だが、いよいよ「バーンズリー伯爵家の嫡男として、そろそろ嫁を迎えなさい」という祖父母や親戚たちからの外圧が年々半端なくなってきた。
渋々ホキアンは押し寄せる令嬢たちの写し絵を見ているが、全くと言っていいほど興味がわかない。
「ホキアン、彼女はどうだ?」
ある日、父がホキアンに尋ねた。
「彼女? 誰の事ですか?」
「同期のイースティリア嬢だ」
「ああ、ローゼルね」
ホキアンは、くりっとした愛らしい瞳を持つ同期を思い出す。
確かにあの子は良い子だ。
それに、誰の目から見ても可愛いし、頭もいい。
愛嬌もあって気さく、それでいてどこか抜けているので、いつも同期の集まりではいいムードメーカーになっている。
だけど、頭の中がお花畑かというとそうでもない。
あれは結構闇が深い系で、いろいろ何かを抱えている。
わりと猜疑心も警戒心も強いし、まるで何かに怯えるかのように目立つことなく働く彼女。
日夜、貴族令嬢にしては珍しく勤勉で働き者だ。
東方の国に「社畜」という単語があるらしいが、彼女はまさにそれだろう。
今、ローゼルはホキアンが所属する総務省に応援部隊の一人として来てもらっている。
三年に一度の皇族会議の前準備のために――。
現状、総務省の女だけの世界は、一人のお局女官によって牛耳られてしまっていた。
ローゼルは運悪く、彼女が懸想する騎士に一方的に好かれてしまい、目の敵にされている。
本当気の毒になぁ。
本日ローゼルも非番のはずだが、大量の仕事を押し付けられたとかで、休日出勤をしているはずだ。

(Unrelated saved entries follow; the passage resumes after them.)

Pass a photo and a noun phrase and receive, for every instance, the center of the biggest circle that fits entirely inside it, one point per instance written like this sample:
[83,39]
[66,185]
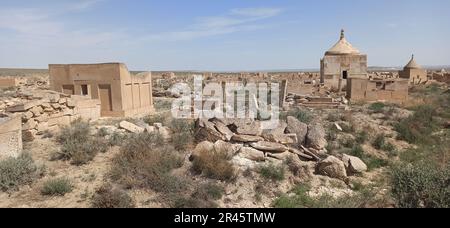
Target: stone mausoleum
[121,94]
[341,62]
[414,72]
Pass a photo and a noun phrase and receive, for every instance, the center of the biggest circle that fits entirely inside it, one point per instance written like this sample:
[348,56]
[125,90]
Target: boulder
[252,154]
[294,126]
[27,115]
[245,127]
[30,124]
[164,132]
[354,165]
[332,167]
[223,129]
[316,137]
[269,147]
[227,148]
[246,138]
[204,146]
[131,127]
[37,111]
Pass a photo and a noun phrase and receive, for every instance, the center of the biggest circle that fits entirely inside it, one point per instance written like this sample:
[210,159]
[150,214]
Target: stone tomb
[10,137]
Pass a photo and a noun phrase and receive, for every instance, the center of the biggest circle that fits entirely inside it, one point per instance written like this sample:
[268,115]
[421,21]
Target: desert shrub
[183,133]
[377,107]
[334,117]
[16,172]
[77,144]
[214,165]
[362,137]
[357,151]
[371,161]
[163,105]
[379,142]
[47,134]
[299,198]
[300,114]
[209,191]
[418,127]
[374,162]
[109,197]
[422,185]
[116,139]
[272,172]
[348,127]
[144,163]
[57,187]
[191,202]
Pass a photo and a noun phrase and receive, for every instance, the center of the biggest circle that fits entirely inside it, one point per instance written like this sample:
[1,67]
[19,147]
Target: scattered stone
[202,147]
[252,154]
[269,147]
[332,167]
[338,127]
[131,127]
[246,138]
[316,137]
[206,131]
[224,130]
[354,165]
[228,148]
[294,126]
[248,128]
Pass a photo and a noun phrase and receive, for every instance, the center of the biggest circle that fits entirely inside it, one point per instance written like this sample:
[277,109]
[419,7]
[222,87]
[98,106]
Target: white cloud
[236,20]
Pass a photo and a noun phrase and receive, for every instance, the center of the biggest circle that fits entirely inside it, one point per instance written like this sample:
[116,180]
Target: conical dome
[412,64]
[343,47]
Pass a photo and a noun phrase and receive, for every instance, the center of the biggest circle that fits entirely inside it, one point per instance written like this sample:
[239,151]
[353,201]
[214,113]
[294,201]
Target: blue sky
[220,34]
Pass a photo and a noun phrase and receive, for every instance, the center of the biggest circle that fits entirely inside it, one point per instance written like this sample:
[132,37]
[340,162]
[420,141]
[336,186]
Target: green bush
[57,187]
[144,163]
[214,165]
[77,144]
[362,137]
[209,191]
[357,151]
[379,142]
[422,185]
[272,172]
[107,197]
[299,198]
[16,172]
[418,127]
[183,133]
[377,107]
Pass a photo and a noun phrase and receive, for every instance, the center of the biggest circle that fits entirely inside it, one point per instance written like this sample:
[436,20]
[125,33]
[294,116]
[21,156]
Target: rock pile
[248,145]
[48,110]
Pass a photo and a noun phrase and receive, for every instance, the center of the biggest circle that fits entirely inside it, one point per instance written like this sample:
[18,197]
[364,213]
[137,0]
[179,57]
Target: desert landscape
[166,104]
[327,152]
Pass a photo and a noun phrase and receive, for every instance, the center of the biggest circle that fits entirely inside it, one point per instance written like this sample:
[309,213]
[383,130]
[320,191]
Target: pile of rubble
[295,100]
[47,110]
[249,146]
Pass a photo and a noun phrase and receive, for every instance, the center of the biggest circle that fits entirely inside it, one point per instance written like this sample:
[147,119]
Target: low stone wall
[8,82]
[52,111]
[10,137]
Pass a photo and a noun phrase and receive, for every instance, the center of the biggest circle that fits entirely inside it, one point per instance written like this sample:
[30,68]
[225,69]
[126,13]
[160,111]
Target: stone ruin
[120,93]
[10,137]
[42,111]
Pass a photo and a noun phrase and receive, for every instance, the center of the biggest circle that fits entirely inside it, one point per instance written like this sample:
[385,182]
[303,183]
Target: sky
[220,35]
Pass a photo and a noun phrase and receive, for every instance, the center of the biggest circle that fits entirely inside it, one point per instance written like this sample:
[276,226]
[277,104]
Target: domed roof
[413,64]
[343,47]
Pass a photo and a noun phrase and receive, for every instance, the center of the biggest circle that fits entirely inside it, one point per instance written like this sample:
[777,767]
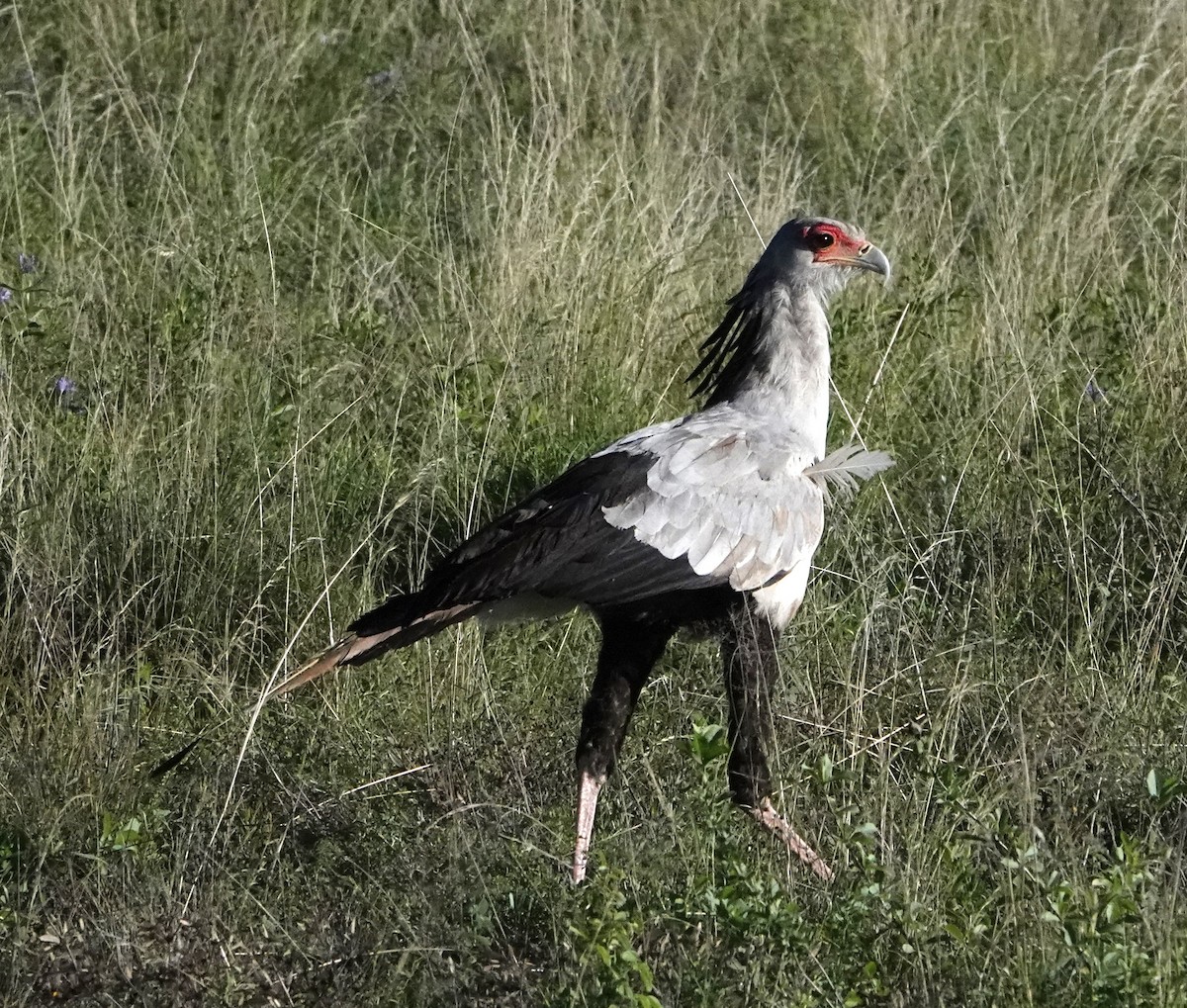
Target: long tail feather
[842,469]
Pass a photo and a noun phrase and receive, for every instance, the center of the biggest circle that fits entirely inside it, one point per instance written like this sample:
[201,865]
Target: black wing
[556,544]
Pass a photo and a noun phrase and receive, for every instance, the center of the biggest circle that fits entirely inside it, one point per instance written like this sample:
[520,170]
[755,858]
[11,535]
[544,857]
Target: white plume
[841,469]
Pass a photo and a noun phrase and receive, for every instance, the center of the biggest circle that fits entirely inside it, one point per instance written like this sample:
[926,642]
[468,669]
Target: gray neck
[787,373]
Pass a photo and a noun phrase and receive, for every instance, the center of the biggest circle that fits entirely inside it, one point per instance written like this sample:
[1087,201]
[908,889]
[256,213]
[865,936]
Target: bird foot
[587,805]
[766,814]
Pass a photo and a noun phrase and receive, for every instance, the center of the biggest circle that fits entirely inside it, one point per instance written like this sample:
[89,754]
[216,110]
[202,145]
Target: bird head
[819,254]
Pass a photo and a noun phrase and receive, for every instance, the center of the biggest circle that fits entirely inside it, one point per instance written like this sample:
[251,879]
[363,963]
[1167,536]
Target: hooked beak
[871,258]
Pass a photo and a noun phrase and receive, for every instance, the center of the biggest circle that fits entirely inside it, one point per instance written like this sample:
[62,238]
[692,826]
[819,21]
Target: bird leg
[629,651]
[751,665]
[587,805]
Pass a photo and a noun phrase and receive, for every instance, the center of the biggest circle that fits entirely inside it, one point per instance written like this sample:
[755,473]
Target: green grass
[321,321]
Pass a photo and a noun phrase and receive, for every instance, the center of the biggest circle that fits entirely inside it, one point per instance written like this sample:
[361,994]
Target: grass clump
[315,291]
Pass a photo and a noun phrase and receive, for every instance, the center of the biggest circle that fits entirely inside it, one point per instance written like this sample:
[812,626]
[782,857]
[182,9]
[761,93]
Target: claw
[587,805]
[766,816]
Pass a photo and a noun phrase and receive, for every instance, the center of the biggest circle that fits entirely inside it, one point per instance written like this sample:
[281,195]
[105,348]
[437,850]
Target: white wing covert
[727,494]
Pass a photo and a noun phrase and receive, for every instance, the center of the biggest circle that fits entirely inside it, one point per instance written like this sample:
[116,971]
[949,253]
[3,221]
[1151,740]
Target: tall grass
[335,285]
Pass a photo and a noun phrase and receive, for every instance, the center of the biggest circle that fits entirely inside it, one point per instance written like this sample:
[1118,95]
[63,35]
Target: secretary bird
[707,522]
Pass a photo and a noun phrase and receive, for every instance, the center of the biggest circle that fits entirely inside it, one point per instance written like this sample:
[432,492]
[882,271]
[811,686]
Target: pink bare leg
[587,805]
[766,814]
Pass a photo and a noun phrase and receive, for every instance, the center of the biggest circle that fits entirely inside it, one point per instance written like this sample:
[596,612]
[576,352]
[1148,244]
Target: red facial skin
[831,243]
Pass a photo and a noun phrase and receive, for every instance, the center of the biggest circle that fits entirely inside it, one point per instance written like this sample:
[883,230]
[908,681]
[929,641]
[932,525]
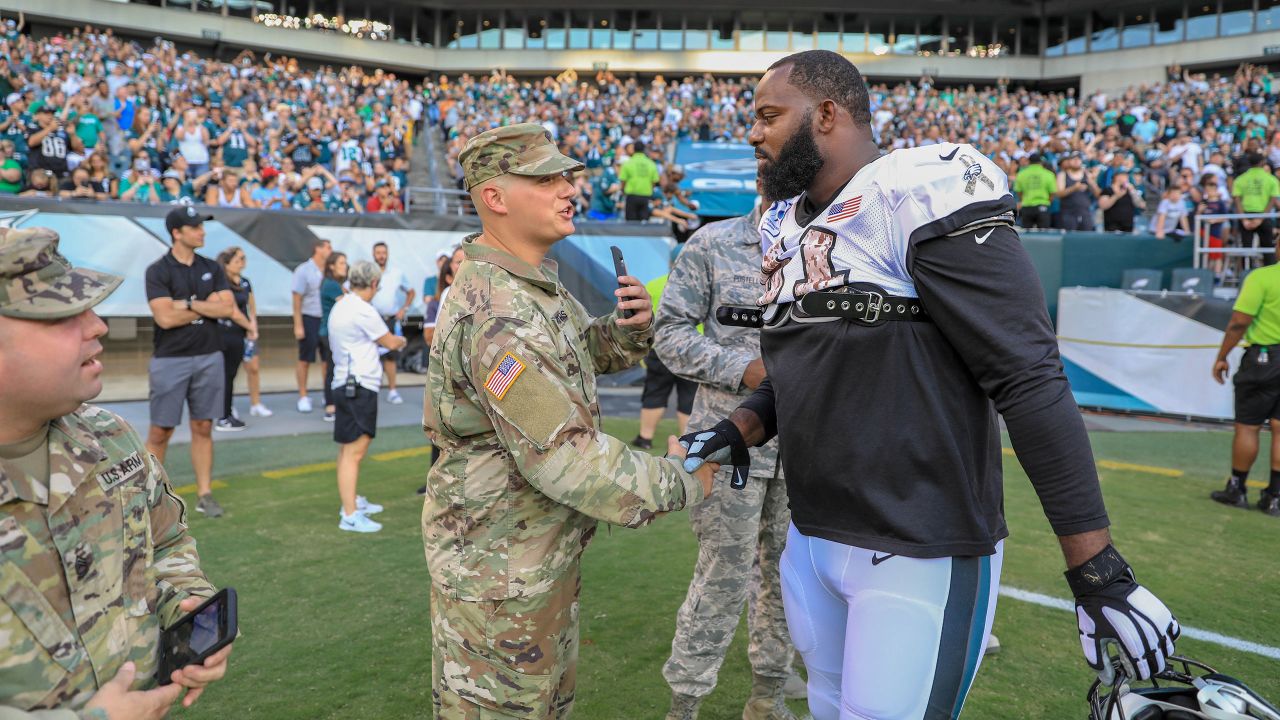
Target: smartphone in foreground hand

とはいえ、本人は「残業代を稼ぐチャンス」なんて嬉々として公言しているから、ホキアンは苦笑するしかない。
「イースティリア女官とお前は仲がいいんだろ?」
父が探るような目つきでホキアンを見た。
「そうだね、仲いいよ。
特にローゼルはお酒も好きで甘い物に目がないからね。
食べ物の趣味が合うというか、すごく話しやすい良き友人だよ」
ホキアンは何気なくさらりと言った。
ローゼルは愛想がないと、彼女と親しくない女官たちは囁く。
生真面目な性格も相まって、仕事を黙々とやり始めるとどこか気難しそうに見えるのか近寄り難い印象を与えているのだろう。

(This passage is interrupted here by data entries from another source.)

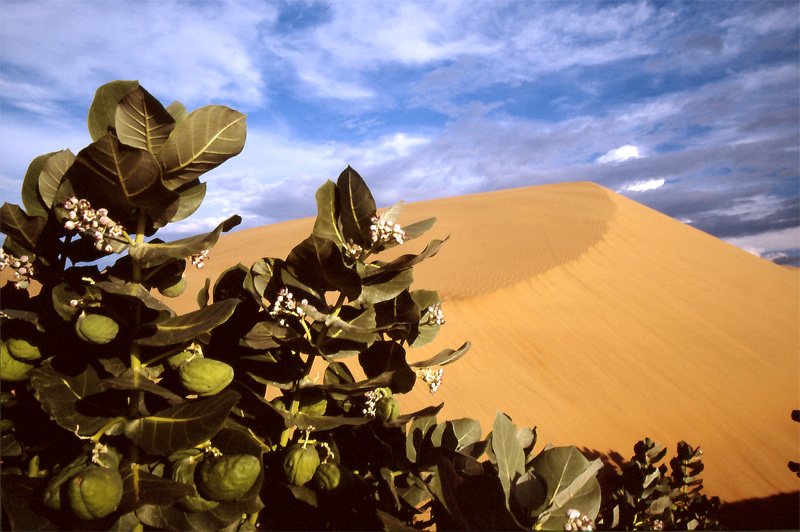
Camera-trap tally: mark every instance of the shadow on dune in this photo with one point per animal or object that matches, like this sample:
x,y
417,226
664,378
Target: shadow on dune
x,y
776,512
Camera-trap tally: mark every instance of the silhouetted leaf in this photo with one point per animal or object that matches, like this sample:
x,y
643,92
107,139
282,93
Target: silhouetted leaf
x,y
52,173
446,356
357,207
103,110
122,179
182,426
150,255
59,395
318,262
206,138
326,224
187,326
31,200
26,230
142,122
506,447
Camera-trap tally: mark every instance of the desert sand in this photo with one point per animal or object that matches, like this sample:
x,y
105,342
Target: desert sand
x,y
601,322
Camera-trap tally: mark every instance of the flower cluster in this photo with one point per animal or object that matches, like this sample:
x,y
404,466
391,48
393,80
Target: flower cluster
x,y
373,396
576,521
386,231
434,315
285,303
22,266
93,223
431,377
198,261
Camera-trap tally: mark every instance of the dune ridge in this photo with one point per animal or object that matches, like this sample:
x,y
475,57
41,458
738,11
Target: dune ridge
x,y
601,322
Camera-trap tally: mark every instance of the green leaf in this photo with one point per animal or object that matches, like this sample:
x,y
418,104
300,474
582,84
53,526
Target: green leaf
x,y
31,200
506,447
178,111
570,481
191,197
25,230
318,262
52,174
149,254
327,223
122,179
103,110
447,356
59,395
182,426
142,122
184,328
357,207
206,138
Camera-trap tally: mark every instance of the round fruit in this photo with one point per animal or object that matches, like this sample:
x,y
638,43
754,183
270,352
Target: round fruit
x,y
228,477
313,402
173,289
387,409
328,476
12,369
184,472
205,376
96,328
22,349
176,360
94,492
300,464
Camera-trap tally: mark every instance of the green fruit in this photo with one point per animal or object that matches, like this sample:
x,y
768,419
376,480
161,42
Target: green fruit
x,y
387,409
205,376
328,476
12,369
229,477
95,492
300,464
176,360
96,328
22,349
313,402
52,495
172,288
184,472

そのせいか、もう一人の同期令嬢エレナ以外、ローゼルが心から打ち解けて気軽におしゃべりしているところを見たことも聞いたこともない。
(どちらかといえば、女版一人狼なんだよね)
けれど、ホキアンが美味い店の話をするとき、ローゼルはすごく楽しそうに耳を傾けてくる。

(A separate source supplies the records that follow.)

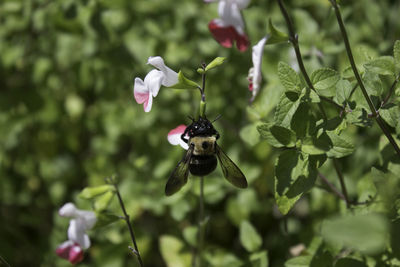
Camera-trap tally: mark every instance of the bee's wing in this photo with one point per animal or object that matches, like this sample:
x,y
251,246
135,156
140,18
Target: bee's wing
x,y
231,172
179,176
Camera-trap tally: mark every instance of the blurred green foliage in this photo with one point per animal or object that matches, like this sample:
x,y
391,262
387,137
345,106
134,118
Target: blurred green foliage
x,y
68,120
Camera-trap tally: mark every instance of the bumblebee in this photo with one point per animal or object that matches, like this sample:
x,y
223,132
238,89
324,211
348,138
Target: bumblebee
x,y
201,157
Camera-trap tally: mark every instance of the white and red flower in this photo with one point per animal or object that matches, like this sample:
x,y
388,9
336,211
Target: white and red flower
x,y
229,27
144,91
255,75
78,240
174,136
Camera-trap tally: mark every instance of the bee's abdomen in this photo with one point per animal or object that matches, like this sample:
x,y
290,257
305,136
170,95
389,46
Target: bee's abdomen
x,y
202,165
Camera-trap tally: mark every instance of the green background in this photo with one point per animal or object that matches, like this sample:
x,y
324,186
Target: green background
x,y
68,119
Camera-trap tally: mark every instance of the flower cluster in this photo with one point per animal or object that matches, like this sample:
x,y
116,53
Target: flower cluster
x,y
144,91
78,240
229,27
255,74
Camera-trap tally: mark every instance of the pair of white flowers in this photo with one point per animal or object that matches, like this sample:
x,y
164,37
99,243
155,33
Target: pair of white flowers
x,y
78,240
229,27
145,90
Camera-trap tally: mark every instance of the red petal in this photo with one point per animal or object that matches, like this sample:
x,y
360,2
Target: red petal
x,y
251,86
63,250
141,97
242,42
75,254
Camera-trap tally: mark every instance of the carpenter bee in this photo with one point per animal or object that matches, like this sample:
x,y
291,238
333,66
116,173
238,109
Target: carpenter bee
x,y
201,157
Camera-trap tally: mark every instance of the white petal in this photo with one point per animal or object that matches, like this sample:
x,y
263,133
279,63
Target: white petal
x,y
230,15
257,53
242,3
148,104
170,76
174,136
76,233
87,218
153,81
68,210
140,91
140,86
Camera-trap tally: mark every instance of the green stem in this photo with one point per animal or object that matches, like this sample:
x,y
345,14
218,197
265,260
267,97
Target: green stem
x,y
126,218
341,180
200,241
294,39
374,113
391,90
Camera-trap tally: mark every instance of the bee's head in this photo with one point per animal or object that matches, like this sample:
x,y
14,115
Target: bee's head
x,y
201,127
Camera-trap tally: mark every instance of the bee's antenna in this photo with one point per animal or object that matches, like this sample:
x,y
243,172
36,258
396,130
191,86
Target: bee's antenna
x,y
217,118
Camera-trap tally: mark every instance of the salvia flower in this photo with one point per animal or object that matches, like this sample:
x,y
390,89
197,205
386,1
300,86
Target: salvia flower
x,y
78,240
174,136
229,27
144,91
255,75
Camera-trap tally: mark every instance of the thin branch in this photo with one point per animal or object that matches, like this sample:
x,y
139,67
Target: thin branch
x,y
200,234
294,39
342,184
391,90
374,113
134,250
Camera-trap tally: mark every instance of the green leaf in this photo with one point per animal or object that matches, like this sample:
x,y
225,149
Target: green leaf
x,y
104,219
373,83
190,235
275,35
249,238
171,251
102,202
395,237
92,192
259,259
391,114
324,81
215,63
396,53
303,122
184,83
277,136
300,261
288,77
285,110
343,90
364,232
250,134
383,65
295,173
315,146
340,147
222,258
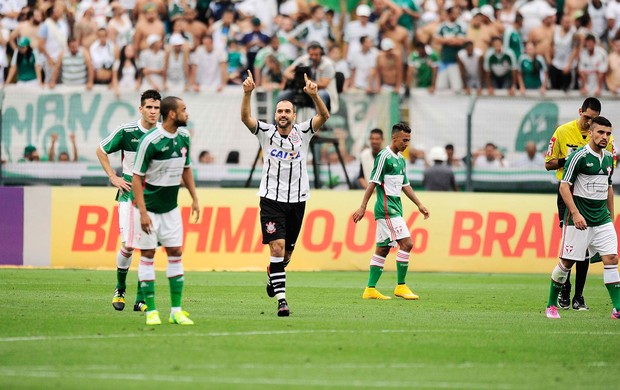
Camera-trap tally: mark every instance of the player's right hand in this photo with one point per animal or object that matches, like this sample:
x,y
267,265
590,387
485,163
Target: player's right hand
x,y
120,183
248,83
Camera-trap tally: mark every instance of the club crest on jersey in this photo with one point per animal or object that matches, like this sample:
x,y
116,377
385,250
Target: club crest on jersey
x,y
283,155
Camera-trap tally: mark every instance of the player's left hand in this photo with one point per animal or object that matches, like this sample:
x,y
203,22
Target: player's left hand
x,y
195,211
311,87
424,211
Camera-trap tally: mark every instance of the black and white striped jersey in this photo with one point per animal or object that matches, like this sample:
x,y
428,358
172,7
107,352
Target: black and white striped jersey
x,y
285,174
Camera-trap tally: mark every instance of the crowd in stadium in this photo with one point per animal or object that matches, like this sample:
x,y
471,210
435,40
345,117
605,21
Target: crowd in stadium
x,y
466,46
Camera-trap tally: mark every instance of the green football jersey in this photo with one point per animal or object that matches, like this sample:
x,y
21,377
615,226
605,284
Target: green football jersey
x,y
390,175
125,139
590,176
161,158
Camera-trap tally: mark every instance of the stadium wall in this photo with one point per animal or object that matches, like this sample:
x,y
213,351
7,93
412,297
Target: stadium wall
x,y
76,227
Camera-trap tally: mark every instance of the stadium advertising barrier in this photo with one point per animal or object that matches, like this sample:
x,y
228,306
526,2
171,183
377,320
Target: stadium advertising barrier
x,y
467,232
31,116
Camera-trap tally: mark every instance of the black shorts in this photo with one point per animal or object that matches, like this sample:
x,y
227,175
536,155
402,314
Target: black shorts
x,y
561,208
279,220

あれこれ聞いてくるくせに、「連れて行って欲しい」とお見合いする令嬢のようにねだってくることも決してない。
それは一種の寂しさが横切るが、致し方ない。
ある一定の距離を保って接してくれる数少ない女友達。
稀少な存在だ。
「だいたいローゼルって、本当不憫なんだよね。
誰が言い出したのか分からないけど、入省前から今世紀最大の悪女なんて呼ばれてるしさぁ。
全然違うのに」
ホキアンは口を尖らせた。
「そうだな。
この前のちょっとした夜会も、あの子のことを悪名高き令嬢なんて地方に住む領主たちが噂していたしなぁ。
あんなに勤勉な女官は滅多にいない。
皆、彼女の良さを分かっていない」
父も顎を撫でながら同意した。
その声に憤慨が滲んでいる。
「だよね。
もうすぐ五年近く経つ噂なのに未だに消えないって、ちょっと悪意を感じるよね」
入省当時、ホキアンはひどく驚いた覚えがある。
社交界に顔を滅多に出さない彼女の噂を何も疑わず、馬鹿正直に信じていたからだ。
実際、ローゼル・イースティリアは、小さなどこにでもいるご令嬢だった。
それどころか、愛らしい容姿に、誉れ高き法務省の一員に抜擢されるほどの才女。
なおかつ、きめ細やかな気配りや、真面目な勤務態度。
密かに同世代の官僚たちは、彼女に淡い恋心を抱いていた。
父はホキアンに尋ねる。
「もしあの子がうちに来てくれたら嬉しいか?」
「え……どうかな」
ホキアンはティーカップに手を伸ばした。
ローゼルが僕のお嫁さん……。
想像し難いけど。
湯気のたつお茶を口に含む。
「考えたことないな」
ホキアンはさらりと曖昧な笑顔を浮かべた。
なにせ、入省して以来ずっと片想いをしている同期がいるのだから――。
彼を差し置いてローゼルと一緒になる気はさらさらない。
「でも、もし一緒になったとしたら、きっと楽しいだろうね。
ローゼルとなら気兼ねなくおしゃべりできるし、酒の趣味も合うし。
チェスはやったことがないって言っていたけど、教えたらきっと頭のいいローゼルだ、僕のいい遊び相手になってくれると思う」
ローゼルは不思議な子だった。
あれだけずば抜けて頭がいいくせに、世間を知らなさすぎる。
恐らくその理由は、貴族の子女たちが通う学園アカデミーに通っていないからだろう。
「けど、父上。
あの子には婚約者がいるからダメだよ。
あれでも、婚約者の子息に色々苦労しているみたいなんだからね。
これ以上、厄介なこと頼んだら駄目だから」
「イースティリア女官の婚約者はあそこだろ?
ウルーム伯爵のところの。
あの令息はいろいろ浮き名を流しているらしいじゃないか」
父が眉をひそめた。
「そうだよ。
だからこそ、俺たち同期は彼を許せないんだよ。
彼にローゼルは勿体無い」
ホキアンは語尾を強める。
「ローゼルは本当にいい子だから、絶対に幸せになって欲しいんだ」
ホキアンにとってそれは他愛無い世間話だった。
そう、だからあの時、父がまさかあんな勘違いをするなんて思いもよらなかった――。